The author: Beer’s poetry has been called associative and imaginative and his work has been compared to that of John Ashbery. Called a “promising young talent” by a Boston Globe critic, Beer’s poems have appeared in Verse, The Brooklyn Rail, Chicago Review, Denver Quarterly, and other journals. His criticism has appeared in the Village Voice and Poetry Project Newsletter. He is a theater columnist for Time Out Chicago.
 
The collection: The title poem in this collection refers to the T.S. Eliot masterpiece. And in Ashbery’s blurb for the collection, he states, “Only a genius could write a book called The Waste Land and Other Poems.” The Boston Globe critic Michael Brodeur seems to agree: “Beer, with his perilously sharp wit and chronic honesty, had little other recourse than to recycle/reuse when naming his sprawling survey of our contemporary cultural ‘muck’ (a recurring word through the collection).
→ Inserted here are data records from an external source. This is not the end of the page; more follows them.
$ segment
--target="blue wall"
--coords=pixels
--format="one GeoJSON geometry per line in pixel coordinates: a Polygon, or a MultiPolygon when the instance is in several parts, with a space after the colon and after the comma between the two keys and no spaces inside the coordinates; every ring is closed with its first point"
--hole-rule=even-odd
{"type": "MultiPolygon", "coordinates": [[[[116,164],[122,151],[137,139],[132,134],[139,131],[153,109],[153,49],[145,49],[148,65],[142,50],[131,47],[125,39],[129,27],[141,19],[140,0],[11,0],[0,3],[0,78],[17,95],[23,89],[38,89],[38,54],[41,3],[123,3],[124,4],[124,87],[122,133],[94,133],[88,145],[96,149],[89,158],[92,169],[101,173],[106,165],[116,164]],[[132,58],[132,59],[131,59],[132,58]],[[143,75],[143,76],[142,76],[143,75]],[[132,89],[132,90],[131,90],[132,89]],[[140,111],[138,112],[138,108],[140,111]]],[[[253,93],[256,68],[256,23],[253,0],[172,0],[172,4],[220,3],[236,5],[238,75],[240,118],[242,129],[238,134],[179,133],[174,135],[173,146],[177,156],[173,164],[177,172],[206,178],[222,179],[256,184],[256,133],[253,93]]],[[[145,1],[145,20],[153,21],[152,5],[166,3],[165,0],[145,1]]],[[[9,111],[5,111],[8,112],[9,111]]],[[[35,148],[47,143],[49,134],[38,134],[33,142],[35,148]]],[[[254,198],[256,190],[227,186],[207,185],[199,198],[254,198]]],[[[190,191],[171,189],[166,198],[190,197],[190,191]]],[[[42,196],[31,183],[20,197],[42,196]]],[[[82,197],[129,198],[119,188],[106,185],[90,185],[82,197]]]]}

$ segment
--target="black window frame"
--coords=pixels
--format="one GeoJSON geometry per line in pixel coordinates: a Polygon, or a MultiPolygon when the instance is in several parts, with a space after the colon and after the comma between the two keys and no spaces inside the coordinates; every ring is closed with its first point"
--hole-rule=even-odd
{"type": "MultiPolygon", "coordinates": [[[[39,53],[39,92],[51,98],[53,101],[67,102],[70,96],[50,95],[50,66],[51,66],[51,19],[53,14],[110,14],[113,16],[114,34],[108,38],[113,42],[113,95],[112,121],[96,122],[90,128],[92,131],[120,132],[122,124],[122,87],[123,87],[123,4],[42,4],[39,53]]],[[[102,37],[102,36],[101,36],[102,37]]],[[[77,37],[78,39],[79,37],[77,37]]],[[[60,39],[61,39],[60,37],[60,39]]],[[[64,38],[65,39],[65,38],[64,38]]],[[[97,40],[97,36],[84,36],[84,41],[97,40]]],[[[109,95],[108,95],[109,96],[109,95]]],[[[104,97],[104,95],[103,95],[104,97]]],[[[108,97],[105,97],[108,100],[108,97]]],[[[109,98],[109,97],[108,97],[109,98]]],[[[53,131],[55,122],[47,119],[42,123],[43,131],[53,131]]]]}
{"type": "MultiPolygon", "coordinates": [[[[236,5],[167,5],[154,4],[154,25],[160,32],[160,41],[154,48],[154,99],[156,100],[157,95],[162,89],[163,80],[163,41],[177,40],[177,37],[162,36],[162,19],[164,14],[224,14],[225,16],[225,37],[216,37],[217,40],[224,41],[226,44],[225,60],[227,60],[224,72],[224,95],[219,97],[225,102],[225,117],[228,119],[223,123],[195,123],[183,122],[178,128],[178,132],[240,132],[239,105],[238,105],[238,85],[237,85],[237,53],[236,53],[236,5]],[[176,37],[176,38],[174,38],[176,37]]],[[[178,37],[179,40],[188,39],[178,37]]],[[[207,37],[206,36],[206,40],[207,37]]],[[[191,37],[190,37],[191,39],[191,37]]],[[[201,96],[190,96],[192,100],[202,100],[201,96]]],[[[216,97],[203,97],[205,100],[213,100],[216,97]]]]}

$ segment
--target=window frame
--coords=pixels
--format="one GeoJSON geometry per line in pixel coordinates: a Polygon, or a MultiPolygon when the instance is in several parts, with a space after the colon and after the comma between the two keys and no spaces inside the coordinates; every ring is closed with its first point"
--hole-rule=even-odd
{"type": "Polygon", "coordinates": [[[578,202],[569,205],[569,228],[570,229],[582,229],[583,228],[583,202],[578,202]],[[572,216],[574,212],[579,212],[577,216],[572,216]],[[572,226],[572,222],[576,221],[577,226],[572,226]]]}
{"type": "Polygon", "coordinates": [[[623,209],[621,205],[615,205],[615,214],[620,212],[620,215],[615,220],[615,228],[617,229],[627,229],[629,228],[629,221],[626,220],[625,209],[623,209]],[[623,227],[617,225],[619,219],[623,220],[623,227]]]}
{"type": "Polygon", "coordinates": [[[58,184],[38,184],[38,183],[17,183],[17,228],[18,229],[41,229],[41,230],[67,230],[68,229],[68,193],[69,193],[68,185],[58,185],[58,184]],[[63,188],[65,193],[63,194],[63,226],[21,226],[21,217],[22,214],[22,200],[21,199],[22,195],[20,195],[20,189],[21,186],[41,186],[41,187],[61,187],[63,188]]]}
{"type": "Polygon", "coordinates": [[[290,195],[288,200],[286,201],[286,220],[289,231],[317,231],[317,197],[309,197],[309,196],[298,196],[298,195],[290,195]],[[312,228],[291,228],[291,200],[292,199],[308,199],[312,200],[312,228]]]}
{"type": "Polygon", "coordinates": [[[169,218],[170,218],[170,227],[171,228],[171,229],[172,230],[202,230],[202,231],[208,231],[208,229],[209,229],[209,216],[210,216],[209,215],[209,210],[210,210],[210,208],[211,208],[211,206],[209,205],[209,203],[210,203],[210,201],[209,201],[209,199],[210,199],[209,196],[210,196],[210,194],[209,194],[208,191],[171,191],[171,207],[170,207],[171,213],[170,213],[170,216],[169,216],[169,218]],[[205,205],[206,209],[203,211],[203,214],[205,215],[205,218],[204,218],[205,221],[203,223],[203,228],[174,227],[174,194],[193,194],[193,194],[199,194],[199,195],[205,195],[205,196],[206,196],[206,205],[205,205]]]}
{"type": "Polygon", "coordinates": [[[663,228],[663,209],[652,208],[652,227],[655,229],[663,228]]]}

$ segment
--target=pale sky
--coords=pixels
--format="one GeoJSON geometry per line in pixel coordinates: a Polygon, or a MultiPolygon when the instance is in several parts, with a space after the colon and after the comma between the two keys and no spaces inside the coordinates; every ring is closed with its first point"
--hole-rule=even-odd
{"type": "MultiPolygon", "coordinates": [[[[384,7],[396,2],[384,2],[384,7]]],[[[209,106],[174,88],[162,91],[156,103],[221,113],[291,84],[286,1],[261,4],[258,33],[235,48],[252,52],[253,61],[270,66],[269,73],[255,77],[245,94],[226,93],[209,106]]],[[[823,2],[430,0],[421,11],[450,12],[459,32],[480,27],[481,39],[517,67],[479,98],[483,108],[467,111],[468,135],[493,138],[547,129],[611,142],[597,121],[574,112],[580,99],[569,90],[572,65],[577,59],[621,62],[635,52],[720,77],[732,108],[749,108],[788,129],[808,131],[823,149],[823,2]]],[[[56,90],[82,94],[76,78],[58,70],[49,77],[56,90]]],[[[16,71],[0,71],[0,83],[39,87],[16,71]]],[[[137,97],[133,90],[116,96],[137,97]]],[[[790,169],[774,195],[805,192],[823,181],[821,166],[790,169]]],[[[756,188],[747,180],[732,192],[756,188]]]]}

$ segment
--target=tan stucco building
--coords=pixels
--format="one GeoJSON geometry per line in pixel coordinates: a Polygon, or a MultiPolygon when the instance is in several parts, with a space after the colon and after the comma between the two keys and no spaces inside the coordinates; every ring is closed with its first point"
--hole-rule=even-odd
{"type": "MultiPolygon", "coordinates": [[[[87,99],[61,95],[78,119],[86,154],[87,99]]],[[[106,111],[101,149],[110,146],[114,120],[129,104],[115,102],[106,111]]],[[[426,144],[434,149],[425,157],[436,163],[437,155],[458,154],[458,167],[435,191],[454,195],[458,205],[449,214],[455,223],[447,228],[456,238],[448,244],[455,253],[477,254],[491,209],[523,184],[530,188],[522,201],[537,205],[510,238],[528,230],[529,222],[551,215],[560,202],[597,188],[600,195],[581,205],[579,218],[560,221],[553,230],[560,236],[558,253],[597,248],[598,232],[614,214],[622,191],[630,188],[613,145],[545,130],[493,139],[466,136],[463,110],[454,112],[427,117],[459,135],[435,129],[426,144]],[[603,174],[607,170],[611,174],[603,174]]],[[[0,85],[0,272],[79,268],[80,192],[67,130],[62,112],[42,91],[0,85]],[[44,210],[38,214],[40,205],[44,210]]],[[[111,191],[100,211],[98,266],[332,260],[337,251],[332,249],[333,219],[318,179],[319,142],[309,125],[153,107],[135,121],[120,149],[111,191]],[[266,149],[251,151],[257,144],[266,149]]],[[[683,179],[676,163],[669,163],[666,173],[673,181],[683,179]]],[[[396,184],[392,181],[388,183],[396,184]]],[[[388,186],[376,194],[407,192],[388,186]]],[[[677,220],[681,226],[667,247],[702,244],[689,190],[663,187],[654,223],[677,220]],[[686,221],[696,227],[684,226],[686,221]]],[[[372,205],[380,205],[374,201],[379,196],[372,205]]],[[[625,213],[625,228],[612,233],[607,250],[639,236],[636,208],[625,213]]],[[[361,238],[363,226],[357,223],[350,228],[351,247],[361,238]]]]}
In his poems, Beer offers a past that continues to accumulate even as we strive to forget it; a culture flummoxed by a present we can’t properly employ and beholden to a future we haven’t the bearings to imagine.”
Opening lines:
“Once more in the city I cannot name,
the boat city, the city of light,
the city that endures its fall,
the city of pleasures and vicissitudes,
the skier’s city, Fun City, the city under the sky,
city of crime and vegetables, Pornograph City,
the city governed by the Lost and Found Department, …”
 
Review: Beer “achieves some of the sense of naturally confident gravity that, all these decades later, makes Eliot’s poetry so bracing,” wrote a critic for Quarterly Conversation.